Troubleshooting

When attempting to run AlphaFold on the HPC, you might be confronted with a variety of errors, originating from several sources. Most commonly, they will be a result of a wrong configuration or resource exhaustion (e.g., when running large proteins or proteins with too large MSAs). The most common errors are enlisted below, along with possible workarounds to solve them.

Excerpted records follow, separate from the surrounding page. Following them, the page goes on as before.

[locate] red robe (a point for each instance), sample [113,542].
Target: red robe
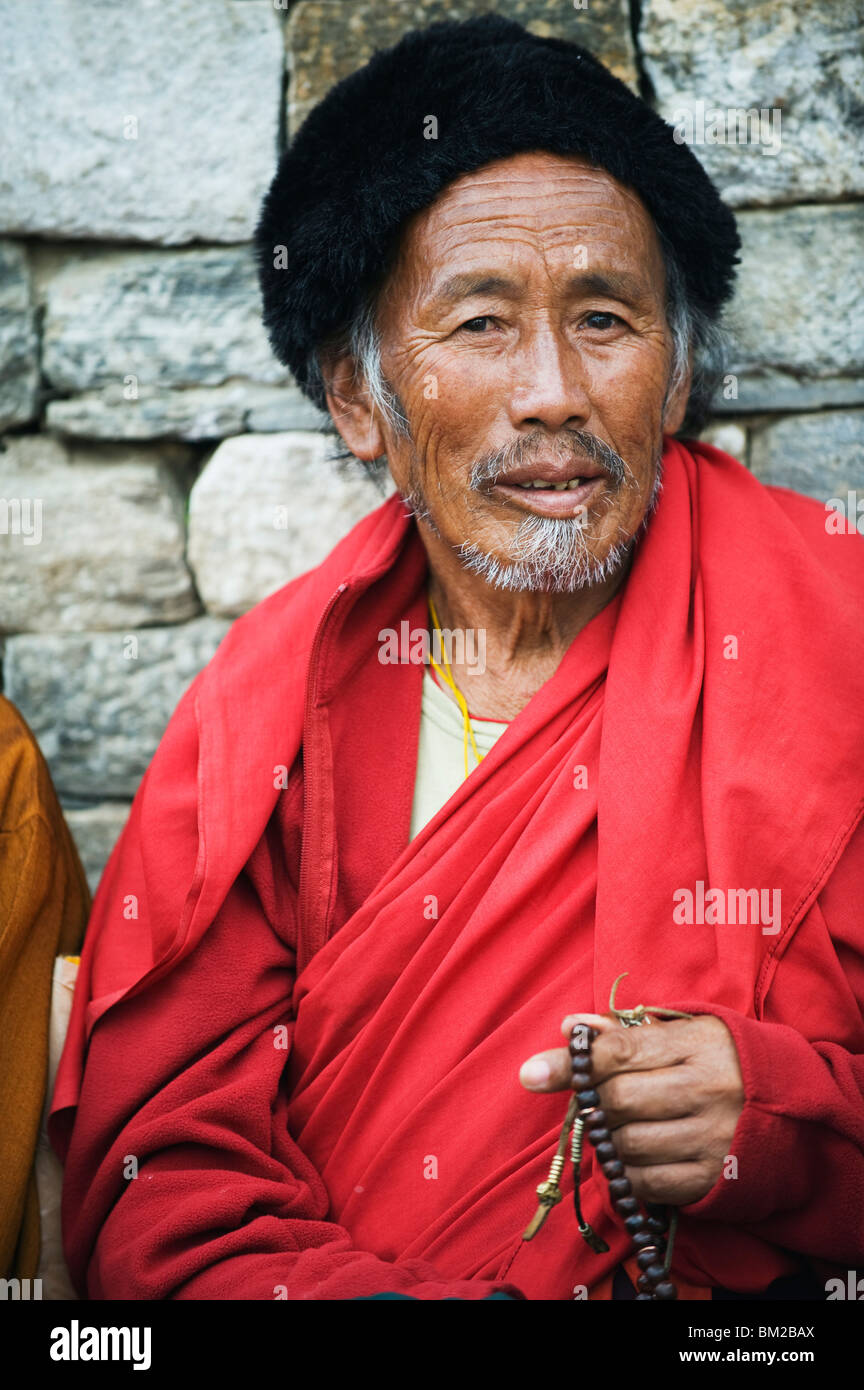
[391,1146]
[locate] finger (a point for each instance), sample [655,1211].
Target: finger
[667,1094]
[595,1020]
[552,1070]
[546,1070]
[674,1184]
[649,1144]
[643,1048]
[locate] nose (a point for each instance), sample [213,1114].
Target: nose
[549,384]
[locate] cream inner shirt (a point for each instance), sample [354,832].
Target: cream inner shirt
[441,756]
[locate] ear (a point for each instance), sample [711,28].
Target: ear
[677,405]
[350,407]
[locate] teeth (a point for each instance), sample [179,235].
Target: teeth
[553,487]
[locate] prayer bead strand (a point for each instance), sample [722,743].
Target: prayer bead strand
[646,1229]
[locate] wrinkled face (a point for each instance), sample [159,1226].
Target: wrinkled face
[524,334]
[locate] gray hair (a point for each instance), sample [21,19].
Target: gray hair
[698,339]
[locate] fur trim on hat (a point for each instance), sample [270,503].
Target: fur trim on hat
[360,166]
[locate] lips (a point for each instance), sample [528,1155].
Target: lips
[564,501]
[553,477]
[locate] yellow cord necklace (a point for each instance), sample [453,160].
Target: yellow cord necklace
[447,677]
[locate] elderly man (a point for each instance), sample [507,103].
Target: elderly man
[363,901]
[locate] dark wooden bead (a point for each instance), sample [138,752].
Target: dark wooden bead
[657,1225]
[649,1255]
[642,1237]
[627,1205]
[621,1187]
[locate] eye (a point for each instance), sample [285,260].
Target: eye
[602,321]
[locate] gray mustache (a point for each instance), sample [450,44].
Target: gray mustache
[574,446]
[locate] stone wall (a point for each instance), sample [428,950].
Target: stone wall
[159,474]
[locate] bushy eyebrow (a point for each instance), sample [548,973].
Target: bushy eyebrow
[466,284]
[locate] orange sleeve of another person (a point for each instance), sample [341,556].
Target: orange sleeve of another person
[45,904]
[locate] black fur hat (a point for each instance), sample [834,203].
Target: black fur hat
[360,166]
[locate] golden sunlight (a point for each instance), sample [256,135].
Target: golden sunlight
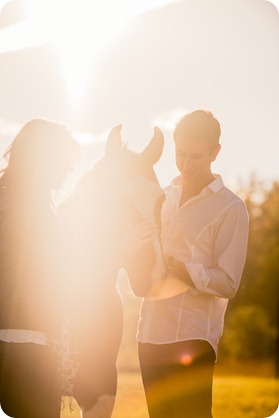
[79,30]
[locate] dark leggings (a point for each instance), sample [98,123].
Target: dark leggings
[28,382]
[178,378]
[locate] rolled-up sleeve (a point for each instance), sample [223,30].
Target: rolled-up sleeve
[222,277]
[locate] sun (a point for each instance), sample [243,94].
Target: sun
[79,31]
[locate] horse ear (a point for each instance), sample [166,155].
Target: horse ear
[154,149]
[114,141]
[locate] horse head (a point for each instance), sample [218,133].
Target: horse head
[141,200]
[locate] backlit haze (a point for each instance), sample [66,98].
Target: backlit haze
[93,65]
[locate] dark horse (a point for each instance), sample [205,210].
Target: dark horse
[119,191]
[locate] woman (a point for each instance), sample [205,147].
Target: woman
[31,285]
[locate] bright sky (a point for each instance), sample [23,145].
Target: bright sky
[80,26]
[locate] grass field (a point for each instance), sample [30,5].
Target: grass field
[233,397]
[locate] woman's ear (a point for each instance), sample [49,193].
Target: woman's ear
[215,152]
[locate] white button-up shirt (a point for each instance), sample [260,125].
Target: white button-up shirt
[209,233]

You will find the errors that are described in two possible locations:

  1. At submission time (qsub), the command line will reply with an error specification
  2. In the error file that is generated for each job running on the HPC. This file can be found in your $VSC_DATA/alphafold directory, and will be named <job_name>.e<job_id> (for instance: example_run.e1502930). Display its contents with less or cat. The actual error message is most often found at the bottom of the file.

At submission time

Wrong configuration

On the #PBS lines in the script, you should only use the ‘keys’ that were specified in the example (e.g., nodes, ppn, gpus, mem). If you would for instance try to use the key cpu, this is the error that you would get at submission time.
On the #PBS lines in the script, you will get this error at submission time when you try to allocate an invalid number of resources. For instance, this will show when you try to allocate 5 GPUs on a node with just 4 GPUs, or if you try to allocate too much memory.

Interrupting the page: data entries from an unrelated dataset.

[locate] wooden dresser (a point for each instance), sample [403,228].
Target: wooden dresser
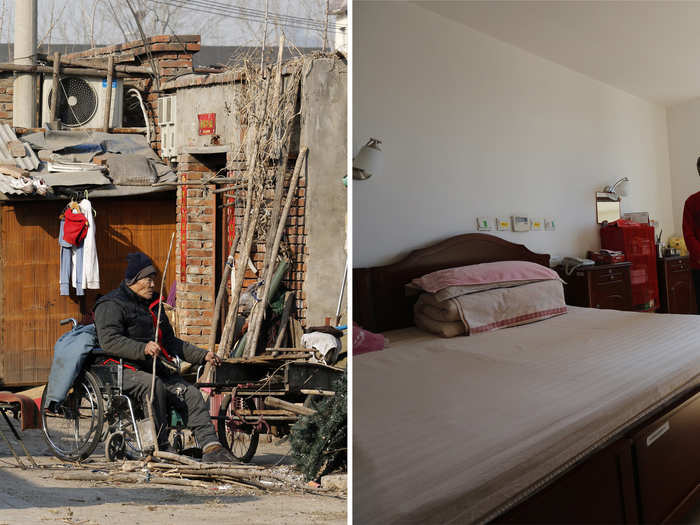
[604,286]
[675,285]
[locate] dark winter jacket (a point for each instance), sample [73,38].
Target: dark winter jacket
[125,324]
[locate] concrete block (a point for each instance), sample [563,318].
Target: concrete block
[335,482]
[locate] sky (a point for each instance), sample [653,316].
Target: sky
[220,22]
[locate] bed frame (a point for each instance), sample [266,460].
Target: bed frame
[627,481]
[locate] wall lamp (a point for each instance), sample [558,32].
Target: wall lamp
[619,189]
[368,161]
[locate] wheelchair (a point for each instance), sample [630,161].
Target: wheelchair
[96,410]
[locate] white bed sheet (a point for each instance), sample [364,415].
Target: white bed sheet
[454,430]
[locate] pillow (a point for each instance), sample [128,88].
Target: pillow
[485,274]
[364,341]
[445,311]
[451,292]
[503,307]
[440,328]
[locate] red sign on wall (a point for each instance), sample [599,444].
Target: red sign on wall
[207,123]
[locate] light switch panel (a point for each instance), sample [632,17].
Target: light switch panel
[484,224]
[520,223]
[502,223]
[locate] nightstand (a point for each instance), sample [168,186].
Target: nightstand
[599,286]
[675,285]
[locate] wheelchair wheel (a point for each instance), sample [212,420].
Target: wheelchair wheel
[75,428]
[240,439]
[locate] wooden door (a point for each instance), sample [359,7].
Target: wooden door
[30,304]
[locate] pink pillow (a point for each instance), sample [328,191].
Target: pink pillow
[485,273]
[364,341]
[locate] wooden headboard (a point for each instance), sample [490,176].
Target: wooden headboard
[380,301]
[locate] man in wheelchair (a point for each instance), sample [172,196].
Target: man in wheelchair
[125,322]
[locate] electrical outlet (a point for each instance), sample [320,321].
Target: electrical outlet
[483,224]
[502,223]
[520,223]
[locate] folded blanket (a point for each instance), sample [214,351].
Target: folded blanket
[445,311]
[443,329]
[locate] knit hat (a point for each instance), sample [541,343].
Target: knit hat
[139,265]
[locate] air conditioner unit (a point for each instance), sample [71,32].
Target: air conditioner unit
[167,114]
[81,102]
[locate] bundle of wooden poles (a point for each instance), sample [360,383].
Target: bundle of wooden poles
[267,109]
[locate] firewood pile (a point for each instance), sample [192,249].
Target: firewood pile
[163,468]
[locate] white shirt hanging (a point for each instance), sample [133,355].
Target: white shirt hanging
[91,267]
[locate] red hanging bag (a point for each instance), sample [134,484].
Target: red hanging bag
[75,226]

Wrong setup: module not loaded

When submitting a job without first swapping to the correct cluster (with for instance module swap cluster/joltik), this is the error produced.

In the output error file

Wrong setup: wrong FASTA file name

The file XX.fasta is not present in $VSC_DATA/alphafold/fastas/

Insufficient CPU memory (RAM)

Not enough memory was allocated to fit the MSAs + compute model predictions. Try to allocate a larger amount of memory in the #PBS header of the script.

Insufficient GPU memory

The memory on the GPU memory was not large enough to fit the sequence and compute its structure. This should only occur if you are trying to run a very large protein, or if you run on a smaller GPU (<16GB). You can try to allocate more than one GPU in the #PBS header.

Insufficient storage

There is not enough disk space on the drive where your alphafold/ directory is located. If this is in $VSC_DATA, you can try to (a) free up space, or (b) join a virtual organization (VO), where you will have more storage capacity.

Time limit exceeded

The time limit of the job was reached. You can try to increase the allocated time in the #PBS header (max. 3 days). If you have the feeling that the time required is out of proportion with what was expected, make sure you allocate a GPU in the #PBS header.